Su voz tenía un deje que me llamó la atención.
– ¿Muy enferma? -pregunté.
– Enferma. -Denna no levantó la vista-. Muy enferma. Y Geoffrey ya ha vendido su caballo, claro, y no puede pagarse un pasaje de barco. -Volvió a suspirar-. Es como uno de esos horripilantes dramas tehlinos. El mal camino, o algo por el estilo.
– Si es así, lo único que tiene que hacer es entrar en una iglesia al final del cuarto acto -razoné-. Rezará, aprenderá la lección y será un muchacho recto y virtuoso el resto de su vida.
– Si hubiera venido a pedirme consejo, no habría pasado nada. -Hizo un gesto de frustración-. Pero no, vino a verme después para contarme cómo lo había arreglado.
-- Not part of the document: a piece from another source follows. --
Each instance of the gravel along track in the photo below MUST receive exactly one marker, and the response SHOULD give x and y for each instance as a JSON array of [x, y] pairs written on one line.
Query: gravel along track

Como el prestamista del gremio le había cortado el crédito, ¿sabes qué hizo?
– Fue a ver a un renovero -dije, y noté que se me encogía el estómago. +
– ¡Y no sabes lo contento que estaba cuando vino a decírmelo! -Denna me miró con gesto de desesperación-. Como si por fin hubiera encontrado la manera de salir de este lío. -Se estremeció-. Entremos ahí. -Señaló un pequeño jardín-. Hoy hace más viento del que creía.
Dejé el estuche de mi laúd en el suelo y me quité la capa.
– Toma, yo no tengo frío.
Denna iba a rechazar mi ofrecimiento, pero al final se puso mi capa.
– Y luego dices que no eres un caballero -bromeó.